From a throughput perspective, this setting does not cause significant issues. However, from the perspective of single SQL query latency, competition for resources would significantly increase the latency. To improve CPU and I/O utilization, we recommend that you set parallel_servers_target to the value of MIN CPU × 10 as the benchmark, or MIN CPU × 20 in I/O-intensive scenarios.
parallel_degree_policy
This parameter is the auto DOP enable switch. It is set to AUTO to enable auto DOP and set to MANUAL to disable it. When auto DOP is enabled, the optimizer automatically calculates the DOP of a query based on the statistics. When auto DOP is disabled, the DOP is controlled based on hints, the TABLE PARALLEL attribute, and the session-level DOP.
In OceanBase Database V4.2 and later, if you are not familiar with DOP settings, you can set parallel_degree_policy to AUTO to enable auto DOP.
In OceanBase Database V4.2 and earlier, the auto DOP feature is not supported. In these versions, you need to manually set the DOP.
Optimize parameters for parallel execution
ob_sql_work_area_percentage
A tenant-level variable that limits the maximum memory available to the SQL module. It indicates the percentage of the total memory of the tenant and defaults to 5, which means 5% of the tenant memory. When the memory used by SQL exceeds the limit, the system writes data to disk.
You can search for WORK_AREA in the observer.log file to check the actual memory usage of SQL work areas.
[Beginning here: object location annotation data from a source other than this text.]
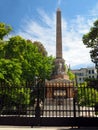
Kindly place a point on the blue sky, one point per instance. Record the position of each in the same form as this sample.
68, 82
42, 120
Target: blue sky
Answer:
36, 20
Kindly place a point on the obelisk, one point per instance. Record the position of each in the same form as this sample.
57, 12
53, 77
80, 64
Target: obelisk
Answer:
59, 63
58, 35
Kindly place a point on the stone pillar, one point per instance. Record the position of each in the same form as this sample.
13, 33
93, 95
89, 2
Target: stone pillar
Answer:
58, 35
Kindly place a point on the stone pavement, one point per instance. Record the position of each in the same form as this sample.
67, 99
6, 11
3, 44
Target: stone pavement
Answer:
45, 128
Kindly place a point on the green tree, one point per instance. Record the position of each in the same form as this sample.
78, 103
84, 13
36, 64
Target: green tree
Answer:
71, 75
4, 30
90, 39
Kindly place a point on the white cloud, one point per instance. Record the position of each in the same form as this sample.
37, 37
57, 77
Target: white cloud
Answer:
74, 52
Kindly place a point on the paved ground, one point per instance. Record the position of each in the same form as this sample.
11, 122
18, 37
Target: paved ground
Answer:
44, 128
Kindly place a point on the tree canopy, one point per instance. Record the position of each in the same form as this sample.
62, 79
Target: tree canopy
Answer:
4, 30
23, 60
90, 39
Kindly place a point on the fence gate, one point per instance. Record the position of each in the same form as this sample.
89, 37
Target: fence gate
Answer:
42, 105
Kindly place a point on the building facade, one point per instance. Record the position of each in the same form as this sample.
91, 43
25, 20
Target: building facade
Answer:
83, 73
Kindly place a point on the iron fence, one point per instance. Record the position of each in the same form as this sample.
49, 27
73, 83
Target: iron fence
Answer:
31, 104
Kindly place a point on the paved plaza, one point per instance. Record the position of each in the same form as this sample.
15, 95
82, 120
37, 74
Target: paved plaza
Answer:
45, 128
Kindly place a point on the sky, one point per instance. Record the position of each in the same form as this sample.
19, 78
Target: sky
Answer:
36, 20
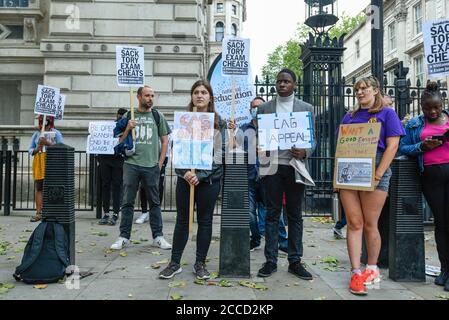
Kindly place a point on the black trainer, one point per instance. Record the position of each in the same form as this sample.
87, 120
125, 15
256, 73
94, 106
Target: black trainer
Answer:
267, 269
200, 271
113, 220
298, 270
172, 269
104, 220
442, 278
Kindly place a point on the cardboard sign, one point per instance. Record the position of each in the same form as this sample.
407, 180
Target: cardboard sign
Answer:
283, 131
436, 46
355, 156
193, 140
60, 110
101, 138
235, 57
47, 100
130, 66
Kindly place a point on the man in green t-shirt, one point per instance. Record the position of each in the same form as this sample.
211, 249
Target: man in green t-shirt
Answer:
151, 141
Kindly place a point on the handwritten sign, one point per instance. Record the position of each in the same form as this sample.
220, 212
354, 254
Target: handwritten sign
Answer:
282, 131
436, 46
47, 100
130, 66
355, 156
101, 138
193, 140
235, 57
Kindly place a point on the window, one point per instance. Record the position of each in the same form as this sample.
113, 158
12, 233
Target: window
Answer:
219, 31
13, 3
392, 36
417, 16
419, 69
220, 7
234, 30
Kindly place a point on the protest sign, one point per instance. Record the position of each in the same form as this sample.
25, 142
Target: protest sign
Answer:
235, 57
60, 109
436, 47
355, 156
101, 138
130, 66
282, 131
47, 100
193, 140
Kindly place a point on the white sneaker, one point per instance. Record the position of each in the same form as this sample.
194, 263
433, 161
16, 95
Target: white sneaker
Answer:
119, 244
160, 242
144, 217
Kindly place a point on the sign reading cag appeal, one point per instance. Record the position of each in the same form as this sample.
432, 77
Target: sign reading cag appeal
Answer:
436, 46
282, 131
235, 57
130, 66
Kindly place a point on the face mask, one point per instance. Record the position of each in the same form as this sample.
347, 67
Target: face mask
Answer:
254, 113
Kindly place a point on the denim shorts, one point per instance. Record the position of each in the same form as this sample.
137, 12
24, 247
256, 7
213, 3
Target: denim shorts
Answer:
384, 182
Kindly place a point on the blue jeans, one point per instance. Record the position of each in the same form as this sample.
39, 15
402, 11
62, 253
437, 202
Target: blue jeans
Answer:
275, 185
149, 179
257, 216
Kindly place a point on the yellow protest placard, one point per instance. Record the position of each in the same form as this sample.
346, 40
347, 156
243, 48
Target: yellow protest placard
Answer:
355, 156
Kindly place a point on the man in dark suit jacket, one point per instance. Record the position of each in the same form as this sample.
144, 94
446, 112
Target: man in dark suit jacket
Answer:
278, 176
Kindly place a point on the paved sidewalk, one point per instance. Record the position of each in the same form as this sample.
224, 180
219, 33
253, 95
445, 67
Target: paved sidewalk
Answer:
129, 275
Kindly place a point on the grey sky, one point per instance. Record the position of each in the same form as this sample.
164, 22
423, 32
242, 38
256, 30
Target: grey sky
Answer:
272, 22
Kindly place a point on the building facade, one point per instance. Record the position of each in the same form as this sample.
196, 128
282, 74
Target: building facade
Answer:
226, 19
403, 40
71, 45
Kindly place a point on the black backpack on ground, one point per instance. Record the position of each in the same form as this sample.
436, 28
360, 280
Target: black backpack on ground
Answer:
46, 255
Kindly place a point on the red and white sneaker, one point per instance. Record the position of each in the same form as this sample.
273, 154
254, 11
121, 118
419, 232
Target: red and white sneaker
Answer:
371, 276
356, 286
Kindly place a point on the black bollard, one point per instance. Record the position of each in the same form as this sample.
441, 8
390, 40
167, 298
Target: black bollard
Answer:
234, 241
59, 191
406, 241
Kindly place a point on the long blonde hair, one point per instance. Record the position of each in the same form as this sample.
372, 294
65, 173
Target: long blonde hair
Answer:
370, 81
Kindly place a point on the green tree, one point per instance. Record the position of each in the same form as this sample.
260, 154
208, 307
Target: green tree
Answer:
287, 55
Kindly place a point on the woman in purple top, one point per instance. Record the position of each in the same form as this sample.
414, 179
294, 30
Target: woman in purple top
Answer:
363, 208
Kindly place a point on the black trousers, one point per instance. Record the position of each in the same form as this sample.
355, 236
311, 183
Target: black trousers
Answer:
206, 195
435, 181
111, 171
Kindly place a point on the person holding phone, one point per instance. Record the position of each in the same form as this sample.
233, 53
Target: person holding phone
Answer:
426, 140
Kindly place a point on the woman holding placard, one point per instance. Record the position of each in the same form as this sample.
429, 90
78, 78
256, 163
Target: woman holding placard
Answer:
39, 141
206, 189
363, 208
427, 139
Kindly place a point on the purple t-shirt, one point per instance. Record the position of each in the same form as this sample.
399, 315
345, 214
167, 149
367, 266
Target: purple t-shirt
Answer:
391, 125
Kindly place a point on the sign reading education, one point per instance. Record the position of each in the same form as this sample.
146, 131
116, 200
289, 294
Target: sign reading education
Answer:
235, 57
282, 131
436, 46
130, 66
47, 100
355, 156
193, 140
101, 137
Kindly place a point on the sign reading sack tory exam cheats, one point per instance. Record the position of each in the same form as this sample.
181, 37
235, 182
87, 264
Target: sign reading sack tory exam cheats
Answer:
130, 66
282, 131
235, 57
193, 140
47, 100
101, 137
436, 46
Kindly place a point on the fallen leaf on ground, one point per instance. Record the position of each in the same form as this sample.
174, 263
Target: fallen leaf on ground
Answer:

For example:
[MEMORY] tenant_id=1001 ctx_id=WORK_AREA hold=2,097,152 used=0 limit=157,286,400
In read-intensive scenarios, if data is written to disk due to memory limitations, you can increase the value of ob_sql_work_area_percentage.
workarea_size_policy
OceanBase Database implements global adaptive memory management. When workarea_size_policy is set to AUTO, the execution framework uses the optimal strategy to allocate memory to operators (such as HashJoin, GroupBy, and Sort).
Parameter tuning for parallel DML
In OceanBase Database V4.1 and later, if no transaction is required, we recommend that you use the INSERT INTO SELECT statement with the direct load feature to insert data into a new table at one time. This can shorten the data import time and avoid insufficient memory due to fast write.
In OceanBase Database V4.1 and earlier, if a single parallel DML statement takes more than 30 minutes to execute, you need to set the undo_retention parameter.